I was aware that I was leaving clues. The first killings had been easy, but after the people became suspicious and started locking their doors it became harder. After the Christi murders, I realised that I was the killer. How else would I have gotten blood soaked into my best pair of work boots and bits of gore spattered all over my shirt and favourite Glocks? How else could the decapitated body of a small girl be next to me on the bed. I hid it in the basement.
I knew now that it was my mission to kill them for her. She wanted them, like she had never wanted me. In order to win her affections, to make her want me, I had to impress her with as many souls as I could collect for her. She didn't discriminate – young, old, whatever. Dead was dead.

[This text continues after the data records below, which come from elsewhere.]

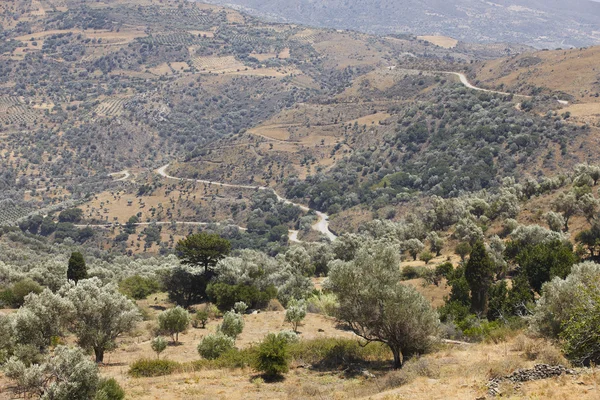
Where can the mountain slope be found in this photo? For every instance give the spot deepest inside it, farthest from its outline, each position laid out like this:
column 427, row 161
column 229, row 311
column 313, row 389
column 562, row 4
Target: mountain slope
column 540, row 23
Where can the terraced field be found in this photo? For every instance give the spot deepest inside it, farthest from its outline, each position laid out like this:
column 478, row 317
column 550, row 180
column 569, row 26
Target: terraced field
column 10, row 213
column 170, row 39
column 217, row 64
column 111, row 107
column 13, row 111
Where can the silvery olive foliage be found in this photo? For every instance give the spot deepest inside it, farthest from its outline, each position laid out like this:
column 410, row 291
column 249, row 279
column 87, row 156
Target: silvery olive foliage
column 66, row 374
column 101, row 314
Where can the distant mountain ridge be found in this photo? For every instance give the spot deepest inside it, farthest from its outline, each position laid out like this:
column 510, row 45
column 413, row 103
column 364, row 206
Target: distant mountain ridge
column 538, row 23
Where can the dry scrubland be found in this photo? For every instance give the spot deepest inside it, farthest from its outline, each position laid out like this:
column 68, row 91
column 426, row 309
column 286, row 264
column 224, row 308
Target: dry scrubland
column 451, row 371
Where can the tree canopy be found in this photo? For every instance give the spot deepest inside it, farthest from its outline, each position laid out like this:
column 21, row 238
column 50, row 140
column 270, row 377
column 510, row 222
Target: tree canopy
column 378, row 307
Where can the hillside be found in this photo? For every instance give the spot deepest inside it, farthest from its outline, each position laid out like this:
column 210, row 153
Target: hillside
column 571, row 74
column 539, row 23
column 196, row 203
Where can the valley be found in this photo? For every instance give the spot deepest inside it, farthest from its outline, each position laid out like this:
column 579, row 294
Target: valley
column 215, row 201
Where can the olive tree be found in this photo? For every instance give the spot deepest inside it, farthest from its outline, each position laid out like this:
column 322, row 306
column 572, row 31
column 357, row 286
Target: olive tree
column 560, row 297
column 378, row 307
column 479, row 273
column 214, row 345
column 42, row 317
column 414, row 247
column 101, row 314
column 569, row 309
column 67, row 374
column 436, row 243
column 174, row 321
column 555, row 221
column 202, row 250
column 232, row 325
column 295, row 313
column 158, row 344
column 567, row 205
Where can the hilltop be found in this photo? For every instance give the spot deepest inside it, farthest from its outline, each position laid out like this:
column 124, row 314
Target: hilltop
column 539, row 23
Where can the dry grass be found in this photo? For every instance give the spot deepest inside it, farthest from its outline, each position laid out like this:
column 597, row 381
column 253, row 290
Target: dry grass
column 442, row 41
column 570, row 71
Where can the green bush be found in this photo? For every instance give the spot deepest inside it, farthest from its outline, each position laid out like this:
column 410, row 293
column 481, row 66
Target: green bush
column 333, row 353
column 148, row 368
column 7, row 298
column 213, row 346
column 109, row 389
column 444, row 270
column 233, row 324
column 22, row 288
column 224, row 296
column 411, row 272
column 200, row 319
column 322, row 303
column 273, row 357
column 138, row 287
column 174, row 321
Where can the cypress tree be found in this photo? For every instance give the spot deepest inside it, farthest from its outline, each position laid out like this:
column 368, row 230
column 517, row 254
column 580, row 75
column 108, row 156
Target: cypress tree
column 77, row 269
column 479, row 273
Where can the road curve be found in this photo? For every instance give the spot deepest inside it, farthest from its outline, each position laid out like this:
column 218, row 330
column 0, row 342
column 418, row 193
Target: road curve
column 465, row 81
column 125, row 174
column 322, row 224
column 293, row 235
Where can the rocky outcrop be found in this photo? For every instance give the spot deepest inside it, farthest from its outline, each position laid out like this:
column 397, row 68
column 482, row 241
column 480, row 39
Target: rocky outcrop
column 538, row 372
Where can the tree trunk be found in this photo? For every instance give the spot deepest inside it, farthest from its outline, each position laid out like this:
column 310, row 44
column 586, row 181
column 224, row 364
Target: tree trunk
column 99, row 355
column 397, row 357
column 479, row 301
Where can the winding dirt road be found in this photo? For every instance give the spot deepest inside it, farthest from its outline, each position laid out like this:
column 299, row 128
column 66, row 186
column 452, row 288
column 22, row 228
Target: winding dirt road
column 125, row 174
column 322, row 224
column 465, row 81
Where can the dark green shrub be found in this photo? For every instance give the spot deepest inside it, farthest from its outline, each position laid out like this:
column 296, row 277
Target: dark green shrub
column 200, row 319
column 148, row 368
column 225, row 296
column 138, row 287
column 22, row 288
column 109, row 389
column 273, row 357
column 7, row 298
column 444, row 270
column 213, row 346
column 330, row 353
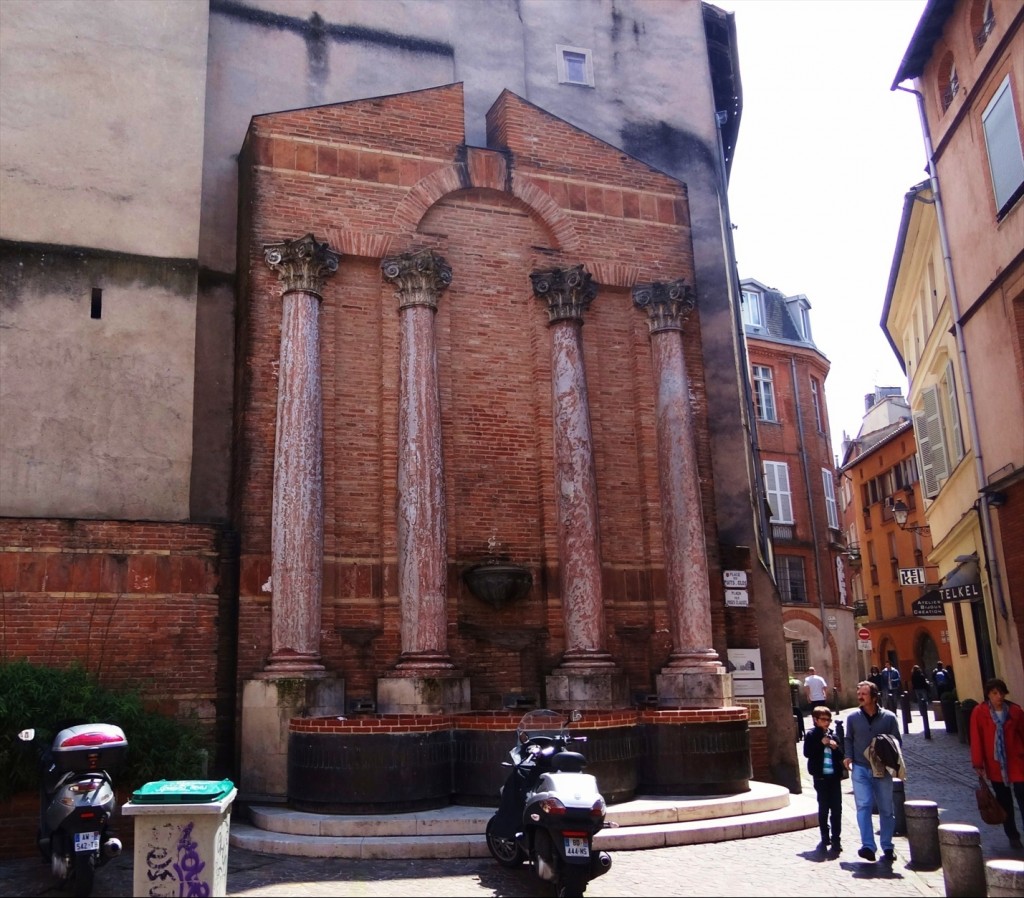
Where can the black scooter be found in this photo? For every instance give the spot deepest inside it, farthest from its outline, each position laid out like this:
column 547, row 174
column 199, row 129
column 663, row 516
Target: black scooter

I believe that I had even killed animals for her – waking up in a bed full of dog or cat hair when you didn't own a pet was usually a bad sign. But occasionally I found the odd hoof-print on my abdomen or ass. Whatever. Dead was dead.
*** *** ***
Detective Green had finally decided to declare these murders the work of a serial killer. Even though there were no tangible links, his gut told him that the same person was doing all the killings. So many deaths in such a small space of time. And now he had clues, and he was waiting on results from fingerprint and DNA analysis (that had to be shipped upstate because his small town didn't have the needed equipment). The only problem with that is that the analysis took at least eight weeks to get there and back. Dawnfalls really needed to become technologically literate.

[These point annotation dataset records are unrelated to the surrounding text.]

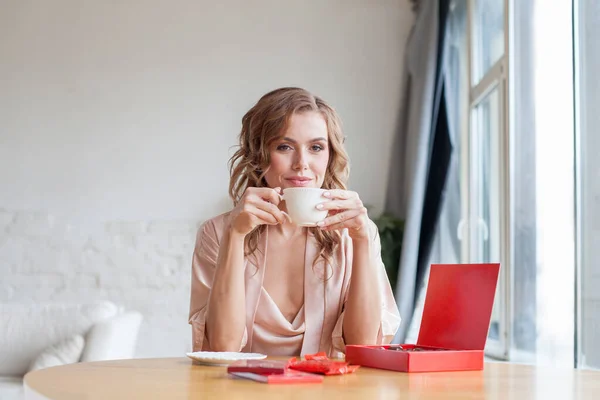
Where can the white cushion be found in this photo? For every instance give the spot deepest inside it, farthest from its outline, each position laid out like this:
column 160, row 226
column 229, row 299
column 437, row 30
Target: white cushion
column 66, row 352
column 28, row 329
column 11, row 388
column 113, row 339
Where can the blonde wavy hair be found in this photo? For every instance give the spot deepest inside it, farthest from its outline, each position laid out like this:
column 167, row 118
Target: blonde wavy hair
column 265, row 123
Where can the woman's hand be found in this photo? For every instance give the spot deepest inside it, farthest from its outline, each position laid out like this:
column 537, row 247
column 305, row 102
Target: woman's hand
column 258, row 206
column 346, row 210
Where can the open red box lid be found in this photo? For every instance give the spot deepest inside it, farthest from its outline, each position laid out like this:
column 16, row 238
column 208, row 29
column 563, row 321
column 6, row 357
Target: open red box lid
column 458, row 306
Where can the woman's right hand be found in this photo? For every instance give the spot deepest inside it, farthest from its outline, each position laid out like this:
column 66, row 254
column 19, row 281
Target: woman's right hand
column 258, row 206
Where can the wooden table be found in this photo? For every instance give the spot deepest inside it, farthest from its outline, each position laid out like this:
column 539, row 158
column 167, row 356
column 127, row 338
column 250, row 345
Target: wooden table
column 180, row 378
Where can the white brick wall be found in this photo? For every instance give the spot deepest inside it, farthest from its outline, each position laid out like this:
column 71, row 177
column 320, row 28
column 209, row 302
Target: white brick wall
column 143, row 266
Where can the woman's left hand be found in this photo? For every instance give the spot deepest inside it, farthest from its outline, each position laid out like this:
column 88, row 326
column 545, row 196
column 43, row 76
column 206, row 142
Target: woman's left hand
column 346, row 210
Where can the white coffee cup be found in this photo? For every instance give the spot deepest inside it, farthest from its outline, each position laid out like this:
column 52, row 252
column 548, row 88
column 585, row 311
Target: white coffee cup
column 302, row 203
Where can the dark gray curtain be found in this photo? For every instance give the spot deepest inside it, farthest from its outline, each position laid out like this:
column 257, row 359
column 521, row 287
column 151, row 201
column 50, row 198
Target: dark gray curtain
column 422, row 152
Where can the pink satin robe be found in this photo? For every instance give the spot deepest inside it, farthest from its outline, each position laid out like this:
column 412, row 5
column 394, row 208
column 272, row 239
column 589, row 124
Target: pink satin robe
column 324, row 300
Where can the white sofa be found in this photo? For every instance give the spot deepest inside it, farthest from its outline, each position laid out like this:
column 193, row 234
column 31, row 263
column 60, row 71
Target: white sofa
column 36, row 336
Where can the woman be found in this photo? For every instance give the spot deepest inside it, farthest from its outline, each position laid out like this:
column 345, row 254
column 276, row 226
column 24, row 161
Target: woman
column 260, row 283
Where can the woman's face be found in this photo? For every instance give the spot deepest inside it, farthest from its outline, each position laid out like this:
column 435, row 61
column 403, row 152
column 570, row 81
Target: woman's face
column 300, row 157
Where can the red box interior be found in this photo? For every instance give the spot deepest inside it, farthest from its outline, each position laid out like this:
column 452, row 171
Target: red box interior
column 454, row 326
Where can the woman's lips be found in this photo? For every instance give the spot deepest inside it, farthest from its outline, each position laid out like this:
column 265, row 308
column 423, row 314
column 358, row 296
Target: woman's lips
column 299, row 181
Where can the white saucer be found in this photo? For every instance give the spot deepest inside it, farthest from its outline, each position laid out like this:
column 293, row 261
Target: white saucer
column 223, row 358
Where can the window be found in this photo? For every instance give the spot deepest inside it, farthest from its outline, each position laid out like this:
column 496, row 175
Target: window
column 510, row 190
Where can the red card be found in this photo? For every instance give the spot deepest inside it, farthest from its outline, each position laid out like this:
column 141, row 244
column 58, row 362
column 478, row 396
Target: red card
column 263, row 367
column 289, row 376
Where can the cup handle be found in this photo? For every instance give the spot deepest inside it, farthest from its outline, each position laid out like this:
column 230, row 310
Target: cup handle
column 282, row 198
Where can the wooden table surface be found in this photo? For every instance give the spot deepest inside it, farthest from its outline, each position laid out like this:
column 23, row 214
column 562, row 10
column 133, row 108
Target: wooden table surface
column 180, row 378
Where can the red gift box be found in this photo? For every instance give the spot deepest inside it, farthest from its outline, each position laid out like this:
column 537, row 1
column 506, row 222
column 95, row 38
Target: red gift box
column 454, row 326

Finally the results came back. Keegan Woods. The shy twenty-year-old who had nearly taken his own life seven months ago. Det. Green couldn't believe it, so he sent the DNA back for a second analysis.
*** *** ***
"Kill them my sweet. Kill them for me."
I knew that they suspected me, Det. Green made it a point to drive past my house at least once a night. But I was clever and managed to slip past him. I don't know what I did at night, but I always woke up knowing someone else was dead and I was the culprit. The Masons across the street were the latest victims. Hacked and stabbed to death – all eight of them. Another gift for her.
*** *** ***
Keegan Woods. The results had come back the same. And in the time it had taken for the results to get back the Masons had been murdered, more than that, mutilated. The younger son had been found skinned, the daughter's abdomen was cut open and the medical examiner had found the head of their dog, Rusty, stuffed inside. The father, the four sons and the nephew were all missing their genetalia – which were later found neatly arranged in a vase on the dining room table. Det. Green was beside himself with fury – he could have prevented the deaths of those people, but he hadn't trusted the evidence.
*** *** ***
They are outside my house, I can hear them. Radios crackling, guns cocking. I am prepared, but I will take as many of them with me as I can. I have rigged the house with explosives, I have all my guns loaded and my knives sharpened. I know that they will try to bring me in quietly at first – to stand trial for my crimes – but I won't go quietly at all. I will continue to kill every man, woman and child.
*** *** ***
"Welcome home my love." Warm breath brushes past my ear. "You did good." A hand runs itself lightly over the scars at my wrists. "I am ready to love you back now."